Self-pub authors might also work with marketing agencies or indie presses to help their work reach a wider audience. Some presses help with the book’s production, including manufacturing and distributing, but leave the marketing to the author. Another agency might help with production as well as assign the author a publicist who helps them book interviews and book signings. Sometimes the only differences in the services offered to self-pub authors and the support authors at traditional presses receive is that it's a little smaller scale and self-pub authors don’t receive advances (money given to the author up front in anticipating of book sales).
So not all self-pub is created equal, and that’s okay. It’s like the difference between inviting a few friends over to watch a home movie in the basement versus showing at Sundance. Both films are independently made and there’s nothing wrong with either---different strokes for different folks, or rather, different stages of the same process.
However, knowing the different strokes will help you pick self-published books that fit your reading tastes. (I personally believe every writer needs an editor and I tend to think that self-pub authors who hire an editor care more about their work and the people reading it.)
It’s Not Easy Being an Indie Author---No Matter How Good You Are
There’s a misconception that the best work will naturally rise to the top and get the recognition it deserves, but that’s not always true. Indie authors have a particularly tough time getting their work seen, not to mention reviewed. Despite the fact that indie authors often create works that command respect, many don’t get the respect they so rightfully deserve.

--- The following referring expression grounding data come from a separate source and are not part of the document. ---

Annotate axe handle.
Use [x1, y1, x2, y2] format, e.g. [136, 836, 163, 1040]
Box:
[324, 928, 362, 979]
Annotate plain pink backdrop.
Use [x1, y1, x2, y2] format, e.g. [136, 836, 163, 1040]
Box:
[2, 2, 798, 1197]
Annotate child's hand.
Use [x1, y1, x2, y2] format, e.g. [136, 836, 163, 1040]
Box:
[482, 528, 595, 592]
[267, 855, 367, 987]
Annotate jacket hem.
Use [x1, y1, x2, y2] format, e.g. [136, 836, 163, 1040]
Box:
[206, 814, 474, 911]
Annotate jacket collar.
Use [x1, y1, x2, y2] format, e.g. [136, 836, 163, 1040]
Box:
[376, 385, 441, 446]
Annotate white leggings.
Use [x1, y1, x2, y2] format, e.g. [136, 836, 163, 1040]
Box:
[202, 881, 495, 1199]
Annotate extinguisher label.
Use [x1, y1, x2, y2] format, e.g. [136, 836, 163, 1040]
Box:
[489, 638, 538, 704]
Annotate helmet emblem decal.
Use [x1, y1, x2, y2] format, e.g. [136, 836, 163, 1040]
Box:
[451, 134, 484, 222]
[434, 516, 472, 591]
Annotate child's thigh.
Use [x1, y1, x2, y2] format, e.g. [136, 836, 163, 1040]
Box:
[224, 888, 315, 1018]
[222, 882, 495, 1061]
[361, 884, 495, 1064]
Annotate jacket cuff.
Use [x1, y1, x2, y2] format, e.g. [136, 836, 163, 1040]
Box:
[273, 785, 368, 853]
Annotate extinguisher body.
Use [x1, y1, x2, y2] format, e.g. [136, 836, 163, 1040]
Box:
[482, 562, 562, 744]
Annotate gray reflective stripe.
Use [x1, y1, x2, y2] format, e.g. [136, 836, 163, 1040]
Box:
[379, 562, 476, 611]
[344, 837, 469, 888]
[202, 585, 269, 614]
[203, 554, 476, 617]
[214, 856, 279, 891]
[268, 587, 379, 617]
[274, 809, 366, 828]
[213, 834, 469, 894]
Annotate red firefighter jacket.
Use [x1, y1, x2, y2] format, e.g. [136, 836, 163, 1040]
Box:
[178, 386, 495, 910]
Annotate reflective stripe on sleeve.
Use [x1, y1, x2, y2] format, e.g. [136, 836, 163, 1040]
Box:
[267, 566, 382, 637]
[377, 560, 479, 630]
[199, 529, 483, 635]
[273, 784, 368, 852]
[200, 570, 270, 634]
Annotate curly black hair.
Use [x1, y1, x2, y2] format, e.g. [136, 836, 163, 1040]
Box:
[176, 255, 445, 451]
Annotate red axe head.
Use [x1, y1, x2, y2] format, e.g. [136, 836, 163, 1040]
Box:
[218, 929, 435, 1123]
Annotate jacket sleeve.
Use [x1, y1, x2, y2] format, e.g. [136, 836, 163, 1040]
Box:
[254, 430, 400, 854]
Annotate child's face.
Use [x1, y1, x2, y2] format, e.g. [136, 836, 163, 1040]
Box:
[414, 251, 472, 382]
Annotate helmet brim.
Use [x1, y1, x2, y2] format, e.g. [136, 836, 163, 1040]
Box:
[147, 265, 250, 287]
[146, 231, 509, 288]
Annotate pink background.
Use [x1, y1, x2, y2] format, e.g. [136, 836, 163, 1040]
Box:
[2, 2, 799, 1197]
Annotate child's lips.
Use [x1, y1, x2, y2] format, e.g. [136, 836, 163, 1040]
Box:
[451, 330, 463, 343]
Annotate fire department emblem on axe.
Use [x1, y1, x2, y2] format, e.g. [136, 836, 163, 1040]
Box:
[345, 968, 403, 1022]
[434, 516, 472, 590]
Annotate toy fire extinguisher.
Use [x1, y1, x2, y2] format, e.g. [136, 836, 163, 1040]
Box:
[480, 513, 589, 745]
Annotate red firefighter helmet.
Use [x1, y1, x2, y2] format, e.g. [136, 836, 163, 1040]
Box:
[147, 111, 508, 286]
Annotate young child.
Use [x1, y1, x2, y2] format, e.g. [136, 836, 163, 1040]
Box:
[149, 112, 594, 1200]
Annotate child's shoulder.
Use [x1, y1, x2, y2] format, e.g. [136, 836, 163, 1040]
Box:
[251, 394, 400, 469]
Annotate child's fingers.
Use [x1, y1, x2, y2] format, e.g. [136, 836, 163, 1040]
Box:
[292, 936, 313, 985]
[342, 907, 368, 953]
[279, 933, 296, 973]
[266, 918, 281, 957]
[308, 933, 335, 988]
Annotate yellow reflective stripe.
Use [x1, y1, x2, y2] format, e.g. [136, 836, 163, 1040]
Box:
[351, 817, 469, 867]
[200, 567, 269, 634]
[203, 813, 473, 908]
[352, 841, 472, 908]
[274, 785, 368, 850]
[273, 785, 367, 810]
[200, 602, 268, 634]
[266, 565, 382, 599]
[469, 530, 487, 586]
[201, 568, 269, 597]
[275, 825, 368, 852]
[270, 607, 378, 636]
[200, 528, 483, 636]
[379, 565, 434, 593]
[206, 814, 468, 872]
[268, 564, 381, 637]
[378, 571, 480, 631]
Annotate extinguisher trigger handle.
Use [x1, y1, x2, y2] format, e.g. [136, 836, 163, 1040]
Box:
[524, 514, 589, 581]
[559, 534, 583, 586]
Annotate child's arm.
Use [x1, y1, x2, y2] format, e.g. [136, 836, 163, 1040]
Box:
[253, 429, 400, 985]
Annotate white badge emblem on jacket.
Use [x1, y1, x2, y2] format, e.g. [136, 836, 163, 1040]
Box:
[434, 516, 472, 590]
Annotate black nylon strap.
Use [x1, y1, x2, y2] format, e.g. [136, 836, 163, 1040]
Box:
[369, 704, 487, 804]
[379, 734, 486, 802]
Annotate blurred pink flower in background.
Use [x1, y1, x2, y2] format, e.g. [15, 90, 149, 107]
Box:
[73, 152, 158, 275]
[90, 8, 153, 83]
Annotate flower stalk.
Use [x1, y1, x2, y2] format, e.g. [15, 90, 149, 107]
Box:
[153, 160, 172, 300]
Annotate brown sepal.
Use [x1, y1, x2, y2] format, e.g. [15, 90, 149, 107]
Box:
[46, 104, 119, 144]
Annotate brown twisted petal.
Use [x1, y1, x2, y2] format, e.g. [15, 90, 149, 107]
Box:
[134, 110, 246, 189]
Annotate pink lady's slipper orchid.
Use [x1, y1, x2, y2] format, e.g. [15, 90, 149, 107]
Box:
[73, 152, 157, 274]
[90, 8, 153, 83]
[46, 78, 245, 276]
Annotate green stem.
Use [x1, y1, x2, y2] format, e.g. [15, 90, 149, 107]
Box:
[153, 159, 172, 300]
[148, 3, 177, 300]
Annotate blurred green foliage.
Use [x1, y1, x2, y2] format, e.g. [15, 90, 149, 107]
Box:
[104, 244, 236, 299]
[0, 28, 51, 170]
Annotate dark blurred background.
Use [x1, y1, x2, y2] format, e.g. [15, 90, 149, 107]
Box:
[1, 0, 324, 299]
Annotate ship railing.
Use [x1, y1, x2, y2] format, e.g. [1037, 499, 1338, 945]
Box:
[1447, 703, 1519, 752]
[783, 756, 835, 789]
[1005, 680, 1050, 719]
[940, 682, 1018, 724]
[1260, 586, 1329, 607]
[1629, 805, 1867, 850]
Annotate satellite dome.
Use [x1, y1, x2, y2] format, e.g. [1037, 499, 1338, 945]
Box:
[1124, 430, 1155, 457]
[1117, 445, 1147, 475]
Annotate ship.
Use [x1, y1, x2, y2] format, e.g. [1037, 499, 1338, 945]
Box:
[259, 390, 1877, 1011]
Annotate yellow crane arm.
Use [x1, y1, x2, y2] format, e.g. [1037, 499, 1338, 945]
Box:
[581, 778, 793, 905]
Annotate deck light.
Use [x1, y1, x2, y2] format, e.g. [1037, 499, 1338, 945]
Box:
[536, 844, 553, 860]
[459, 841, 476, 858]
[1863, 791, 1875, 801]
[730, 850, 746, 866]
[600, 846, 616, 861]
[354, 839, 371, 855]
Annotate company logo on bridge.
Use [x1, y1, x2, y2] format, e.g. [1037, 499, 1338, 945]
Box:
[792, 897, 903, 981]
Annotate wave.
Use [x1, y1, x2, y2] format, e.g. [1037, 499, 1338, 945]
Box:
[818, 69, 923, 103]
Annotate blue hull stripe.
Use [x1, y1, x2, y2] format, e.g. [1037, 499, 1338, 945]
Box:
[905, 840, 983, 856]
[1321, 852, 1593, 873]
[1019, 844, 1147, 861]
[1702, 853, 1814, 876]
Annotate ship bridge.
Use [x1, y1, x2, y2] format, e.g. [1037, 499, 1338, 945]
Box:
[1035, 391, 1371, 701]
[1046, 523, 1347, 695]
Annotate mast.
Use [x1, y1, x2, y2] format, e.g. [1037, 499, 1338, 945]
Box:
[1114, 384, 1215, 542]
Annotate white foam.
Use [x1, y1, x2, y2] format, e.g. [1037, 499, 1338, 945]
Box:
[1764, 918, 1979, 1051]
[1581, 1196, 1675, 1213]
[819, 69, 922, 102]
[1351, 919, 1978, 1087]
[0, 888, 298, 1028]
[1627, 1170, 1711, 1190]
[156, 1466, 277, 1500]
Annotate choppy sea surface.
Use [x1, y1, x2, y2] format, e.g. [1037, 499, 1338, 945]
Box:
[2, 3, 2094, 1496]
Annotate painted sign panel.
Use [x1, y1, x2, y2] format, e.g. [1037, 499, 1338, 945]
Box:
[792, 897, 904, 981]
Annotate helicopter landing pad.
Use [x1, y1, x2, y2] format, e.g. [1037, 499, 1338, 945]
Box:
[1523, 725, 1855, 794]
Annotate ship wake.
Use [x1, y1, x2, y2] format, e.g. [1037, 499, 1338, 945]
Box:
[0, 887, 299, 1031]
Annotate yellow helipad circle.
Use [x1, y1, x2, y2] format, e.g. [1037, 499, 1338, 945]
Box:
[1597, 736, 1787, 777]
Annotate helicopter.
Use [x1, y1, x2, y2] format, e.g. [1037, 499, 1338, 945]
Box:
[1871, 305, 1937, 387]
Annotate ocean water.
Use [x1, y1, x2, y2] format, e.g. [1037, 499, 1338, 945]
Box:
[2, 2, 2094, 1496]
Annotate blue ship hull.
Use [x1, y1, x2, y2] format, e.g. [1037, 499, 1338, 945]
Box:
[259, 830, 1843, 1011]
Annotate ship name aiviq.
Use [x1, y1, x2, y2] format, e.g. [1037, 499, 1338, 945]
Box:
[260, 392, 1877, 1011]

“This is something indie authors lament all the time,” said author Stephanie Naman, who writes her Chloe Carstairs mystery series under the pseudonym Billie Thomas. “I think part of the reason indie authors have a hard time finding champions for their work is that we have to win over fans one at a time. When you can show your film or play your music in front of an audience or load it on to YouTube, it's a lot easier to get a groundswell of support than it is to convince one reader at a time to read your 300 page novel.”
Prior to e-publishing, one of the biggest challenges indie authors faced was getting past the gatekeeper into traditional publishing. Although e-publishing has crippled (though not completely dismantled) many of these barriers and more indie authors have been able to share their work with the world, changes in the ever-evolving publishing industry still affect them.
“The publishing industry is changing so much, you can feel agents and publishers desperately protecting their roles as gatekeepers---and publishing what they absolutely know will sell. It can be stifling to new voices, which leads many of us to self-publish,” Naman said.
“But indie authors can be part of the problem too. Not everyone can play an instrument, sing or make a film. But almost everyone can write. A lot of self-published works make it to the market before they're ready---whether they haven't been proofed or edited or even re-written four or five times. It really makes it hard for indie authors to garner credibility when there's such a huge range in quality out there."
Although I’ve had the fortune of reading some self-published books that were phenomenal, all it takes is one poorly written self-published book to make a reader dismiss self-pub entirely. So the talented indie authors like Naman not only have to grapple with the publishing industry at large, they have to do battle with their fellow indie authors who may not share the same standards of what a quality book should be.